Loftin testified to the conditions surrounding the University of Missouri’s decision to grant “refer and follow” privileges to Dr. Colleen McNicholas, the abortion provider at the Columbia Planned Parenthood affiliate.
Committee Chairman Sen. Kurt Schaefer, R-Columbia, read off emails by University of Missouri Hospital doctors who attempted to facilitate McNicholas’ ability to attain privileges within the hospital to the Planned Parenthood facility using MU email addresses, possibly at the hospital. The emails also explicitly show an intent to do so in an effort to bring abortion services back to the Columbia Planned Parenthood affiliate. The use of state funds or facilities to be used to enable, induce or perform abortions is in direct violation of statute.

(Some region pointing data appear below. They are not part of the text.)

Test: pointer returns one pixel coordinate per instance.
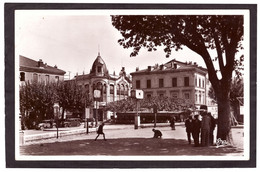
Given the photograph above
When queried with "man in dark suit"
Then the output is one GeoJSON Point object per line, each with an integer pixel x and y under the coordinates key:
{"type": "Point", "coordinates": [100, 131]}
{"type": "Point", "coordinates": [196, 130]}
{"type": "Point", "coordinates": [189, 128]}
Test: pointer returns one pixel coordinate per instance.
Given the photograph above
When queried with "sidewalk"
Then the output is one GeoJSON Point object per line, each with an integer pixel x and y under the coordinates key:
{"type": "Point", "coordinates": [130, 141]}
{"type": "Point", "coordinates": [52, 133]}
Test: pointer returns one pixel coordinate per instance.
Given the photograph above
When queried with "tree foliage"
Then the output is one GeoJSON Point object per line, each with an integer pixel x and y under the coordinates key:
{"type": "Point", "coordinates": [162, 104]}
{"type": "Point", "coordinates": [37, 100]}
{"type": "Point", "coordinates": [203, 34]}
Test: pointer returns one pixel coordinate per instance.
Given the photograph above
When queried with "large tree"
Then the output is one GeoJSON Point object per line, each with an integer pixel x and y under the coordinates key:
{"type": "Point", "coordinates": [200, 33]}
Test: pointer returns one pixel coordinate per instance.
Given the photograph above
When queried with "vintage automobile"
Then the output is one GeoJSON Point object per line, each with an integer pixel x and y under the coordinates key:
{"type": "Point", "coordinates": [45, 124]}
{"type": "Point", "coordinates": [71, 122]}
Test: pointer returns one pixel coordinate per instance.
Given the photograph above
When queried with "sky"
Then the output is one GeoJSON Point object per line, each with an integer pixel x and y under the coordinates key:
{"type": "Point", "coordinates": [72, 42]}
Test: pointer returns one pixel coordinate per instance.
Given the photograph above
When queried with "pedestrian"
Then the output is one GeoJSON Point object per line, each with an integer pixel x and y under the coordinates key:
{"type": "Point", "coordinates": [188, 125]}
{"type": "Point", "coordinates": [100, 131]}
{"type": "Point", "coordinates": [205, 129]}
{"type": "Point", "coordinates": [212, 128]}
{"type": "Point", "coordinates": [196, 125]}
{"type": "Point", "coordinates": [173, 123]}
{"type": "Point", "coordinates": [157, 133]}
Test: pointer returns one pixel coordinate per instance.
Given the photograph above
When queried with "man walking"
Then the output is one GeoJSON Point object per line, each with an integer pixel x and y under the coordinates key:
{"type": "Point", "coordinates": [188, 125]}
{"type": "Point", "coordinates": [100, 131]}
{"type": "Point", "coordinates": [157, 134]}
{"type": "Point", "coordinates": [196, 130]}
{"type": "Point", "coordinates": [205, 129]}
{"type": "Point", "coordinates": [212, 128]}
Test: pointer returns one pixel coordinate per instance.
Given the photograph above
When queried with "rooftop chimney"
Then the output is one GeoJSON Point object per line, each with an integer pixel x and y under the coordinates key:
{"type": "Point", "coordinates": [40, 63]}
{"type": "Point", "coordinates": [161, 67]}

Loftin cited the amended Church Amendments, which according to the Maryland School of Law, include provisions which state “a Medicaid or Medicare managed care plan cannot prevent providers from providing abortion counseling or referral services, but it can refuse to pay providers for providing such information.”
The University of Missouri is a Medicare provider, and according to Loftin, could stand to lose millions in federal dollars for violating those federal statutes.

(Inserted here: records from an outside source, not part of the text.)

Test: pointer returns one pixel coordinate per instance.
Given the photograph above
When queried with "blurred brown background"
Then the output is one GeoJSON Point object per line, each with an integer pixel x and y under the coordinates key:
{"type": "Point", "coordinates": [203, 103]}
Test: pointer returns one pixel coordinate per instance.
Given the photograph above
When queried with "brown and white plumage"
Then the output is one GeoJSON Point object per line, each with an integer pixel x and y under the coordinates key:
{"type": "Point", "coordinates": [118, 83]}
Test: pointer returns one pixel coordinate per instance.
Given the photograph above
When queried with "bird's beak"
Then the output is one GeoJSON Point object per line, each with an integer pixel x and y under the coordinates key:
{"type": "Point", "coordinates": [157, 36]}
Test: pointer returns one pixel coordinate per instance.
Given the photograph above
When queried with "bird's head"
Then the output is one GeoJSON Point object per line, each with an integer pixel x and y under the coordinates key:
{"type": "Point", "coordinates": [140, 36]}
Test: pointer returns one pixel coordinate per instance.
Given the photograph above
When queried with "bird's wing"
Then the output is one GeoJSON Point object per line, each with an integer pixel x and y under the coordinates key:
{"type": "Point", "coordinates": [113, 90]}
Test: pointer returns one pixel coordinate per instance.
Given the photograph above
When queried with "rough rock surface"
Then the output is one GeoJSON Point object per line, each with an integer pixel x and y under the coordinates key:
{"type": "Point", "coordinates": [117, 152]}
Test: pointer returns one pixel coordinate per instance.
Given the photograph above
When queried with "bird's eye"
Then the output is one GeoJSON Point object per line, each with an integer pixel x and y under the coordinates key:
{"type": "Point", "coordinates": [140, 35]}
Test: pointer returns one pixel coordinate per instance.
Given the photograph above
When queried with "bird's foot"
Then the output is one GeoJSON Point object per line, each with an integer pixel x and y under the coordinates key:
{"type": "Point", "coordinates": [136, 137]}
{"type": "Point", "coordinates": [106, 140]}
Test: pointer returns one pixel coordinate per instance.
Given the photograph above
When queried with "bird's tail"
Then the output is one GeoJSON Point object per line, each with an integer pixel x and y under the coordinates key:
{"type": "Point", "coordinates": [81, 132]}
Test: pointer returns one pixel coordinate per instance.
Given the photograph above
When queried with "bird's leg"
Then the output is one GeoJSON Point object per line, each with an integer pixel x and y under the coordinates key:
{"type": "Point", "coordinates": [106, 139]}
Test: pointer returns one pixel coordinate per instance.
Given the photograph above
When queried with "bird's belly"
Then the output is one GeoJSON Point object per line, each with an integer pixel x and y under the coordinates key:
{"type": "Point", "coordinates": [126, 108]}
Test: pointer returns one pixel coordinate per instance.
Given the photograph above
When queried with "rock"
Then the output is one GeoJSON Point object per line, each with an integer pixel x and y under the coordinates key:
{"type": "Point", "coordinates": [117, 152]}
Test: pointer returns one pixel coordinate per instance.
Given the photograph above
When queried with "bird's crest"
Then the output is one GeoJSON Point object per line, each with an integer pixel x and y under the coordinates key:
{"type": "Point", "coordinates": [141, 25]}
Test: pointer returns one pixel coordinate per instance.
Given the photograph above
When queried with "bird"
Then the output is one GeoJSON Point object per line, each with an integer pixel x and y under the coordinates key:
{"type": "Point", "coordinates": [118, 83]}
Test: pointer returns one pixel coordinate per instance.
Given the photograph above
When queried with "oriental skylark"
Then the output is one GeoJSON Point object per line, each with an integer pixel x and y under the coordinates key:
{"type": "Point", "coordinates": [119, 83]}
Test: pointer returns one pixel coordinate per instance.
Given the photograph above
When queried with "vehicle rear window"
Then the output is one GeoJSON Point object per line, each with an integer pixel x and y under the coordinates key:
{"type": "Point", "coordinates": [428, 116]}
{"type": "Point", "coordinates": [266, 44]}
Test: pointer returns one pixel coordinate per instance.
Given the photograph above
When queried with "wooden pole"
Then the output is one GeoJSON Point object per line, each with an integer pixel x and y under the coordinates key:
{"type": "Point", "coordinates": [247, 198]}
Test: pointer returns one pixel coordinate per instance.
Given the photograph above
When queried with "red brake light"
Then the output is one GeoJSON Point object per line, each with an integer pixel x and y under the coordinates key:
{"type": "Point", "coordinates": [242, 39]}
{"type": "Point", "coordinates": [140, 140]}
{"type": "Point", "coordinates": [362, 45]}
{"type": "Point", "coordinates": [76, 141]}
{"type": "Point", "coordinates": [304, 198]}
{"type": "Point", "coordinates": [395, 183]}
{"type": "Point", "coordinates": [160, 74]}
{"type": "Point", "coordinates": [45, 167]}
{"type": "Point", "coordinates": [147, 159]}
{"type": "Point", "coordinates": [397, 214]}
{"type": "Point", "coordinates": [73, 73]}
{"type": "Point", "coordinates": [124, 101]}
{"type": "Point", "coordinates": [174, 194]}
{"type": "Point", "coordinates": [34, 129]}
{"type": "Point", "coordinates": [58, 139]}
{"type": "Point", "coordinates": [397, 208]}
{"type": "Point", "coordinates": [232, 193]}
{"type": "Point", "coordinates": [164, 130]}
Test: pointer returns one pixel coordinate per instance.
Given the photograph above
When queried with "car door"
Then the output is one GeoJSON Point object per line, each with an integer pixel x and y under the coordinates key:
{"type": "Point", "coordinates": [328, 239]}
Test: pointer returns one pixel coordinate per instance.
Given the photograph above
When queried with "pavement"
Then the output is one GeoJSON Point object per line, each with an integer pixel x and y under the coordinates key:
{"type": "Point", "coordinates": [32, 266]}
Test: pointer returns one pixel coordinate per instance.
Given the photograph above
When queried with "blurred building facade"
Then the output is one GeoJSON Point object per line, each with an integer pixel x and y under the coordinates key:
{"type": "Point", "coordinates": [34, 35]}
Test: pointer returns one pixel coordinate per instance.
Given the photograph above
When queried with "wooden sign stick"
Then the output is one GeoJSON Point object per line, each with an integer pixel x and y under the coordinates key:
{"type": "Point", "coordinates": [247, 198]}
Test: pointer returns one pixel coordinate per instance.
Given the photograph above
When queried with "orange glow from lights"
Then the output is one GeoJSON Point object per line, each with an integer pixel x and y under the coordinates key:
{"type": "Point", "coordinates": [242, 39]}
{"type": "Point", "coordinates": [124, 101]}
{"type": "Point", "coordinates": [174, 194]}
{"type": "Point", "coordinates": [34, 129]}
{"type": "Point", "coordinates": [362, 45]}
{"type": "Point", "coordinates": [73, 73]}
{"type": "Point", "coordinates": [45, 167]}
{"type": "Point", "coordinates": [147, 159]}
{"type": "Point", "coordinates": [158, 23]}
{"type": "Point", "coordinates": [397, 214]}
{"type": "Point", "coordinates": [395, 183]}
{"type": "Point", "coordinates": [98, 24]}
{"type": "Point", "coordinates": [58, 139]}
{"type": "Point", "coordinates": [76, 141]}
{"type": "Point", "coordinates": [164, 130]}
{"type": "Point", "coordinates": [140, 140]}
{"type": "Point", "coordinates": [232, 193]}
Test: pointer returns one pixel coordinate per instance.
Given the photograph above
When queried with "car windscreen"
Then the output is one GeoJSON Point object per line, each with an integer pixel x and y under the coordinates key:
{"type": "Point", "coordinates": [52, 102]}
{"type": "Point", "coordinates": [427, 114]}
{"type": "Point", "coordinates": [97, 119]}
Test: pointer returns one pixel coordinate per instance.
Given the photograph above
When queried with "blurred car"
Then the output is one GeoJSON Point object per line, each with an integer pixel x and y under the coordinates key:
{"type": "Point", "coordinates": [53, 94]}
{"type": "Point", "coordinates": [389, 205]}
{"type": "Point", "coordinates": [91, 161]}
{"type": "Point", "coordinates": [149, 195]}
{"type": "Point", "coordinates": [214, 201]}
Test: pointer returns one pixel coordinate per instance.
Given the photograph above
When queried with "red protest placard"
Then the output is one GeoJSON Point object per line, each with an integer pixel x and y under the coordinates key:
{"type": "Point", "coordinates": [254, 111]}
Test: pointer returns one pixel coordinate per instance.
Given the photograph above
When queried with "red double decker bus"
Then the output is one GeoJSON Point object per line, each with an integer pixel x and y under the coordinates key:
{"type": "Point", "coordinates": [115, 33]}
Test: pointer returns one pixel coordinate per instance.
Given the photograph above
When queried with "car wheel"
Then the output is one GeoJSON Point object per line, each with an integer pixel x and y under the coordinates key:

“The approach taken here was based on regulations based on nonsurgical abortions,” Loftin said. “I don’t believe that the group of physicians and committee members who approved these privileges felt they were enabling abortion. I think they were following a couple of things; they were following a request from a physician for this kind of privilege, and they were following a federal statute.”
Schaefer however did not buy their argument that legal reasons were keeping what he considered important information from the committee. He raised his voice against both the University and DHSS stating as much.
“I know we heard the chancellor admit to some other things that were ‘legal gray areas’ which I don’t agree with,” Schaefer said, after the hearing. “I think their rationale for it before this committee is weak at best and for the most part just non-existent. They just did what they wanted to do and now they’re trying to justify it for all kinds of reasons.”
The senator added the legislature would likely try to figure out how to punish the university if they are found to be breaking state law, including the revoking of state funds.
Earlier in the hearing, Vasterling testified to the committee that the license issued to the Columbia Planned Parenthood was only granted for medical abortions, abortions induced with medicine, and not surgical procedures. Her subordinate John Langston from the division of regulation and licensure ensured the facility would have to undergo another inspection to qualify to perform surgical abortions.
Sen. Eric Schmitt, R-Glendale, took issue with Vasterling’s adamancy in saying that McNicholas was the appropriate physician for the Columbia facility, considering she does not live in the Columbia area, nor has the privileges at the university hospital to provide follow-up care in case of complications.
“I just think it’s a shame that you can’t say what I hope you would want to say here, which is that the person who’s on this document should be able to get this woman into a hospital,” Schmitt said. “And the fact that we’ve gotten to this point in this hearing where you’re not willing to say that is troubling to me.”
Other members railed against the perceived lack of transparency afforded to the committee on matters regarding the name of the pathology center that intakes Planned Parenthood’s fetal remains after abortions.
Schaefer also brought up new questions about the phrasing of the statute in regards to the term “representative sample.” The Planned Parenthood affiliate in St. Louis sends all of the remains to the pathologist, something to which Schaefer takes exception.
The next hearing has not yet been scheduled, but it may fall after veto session.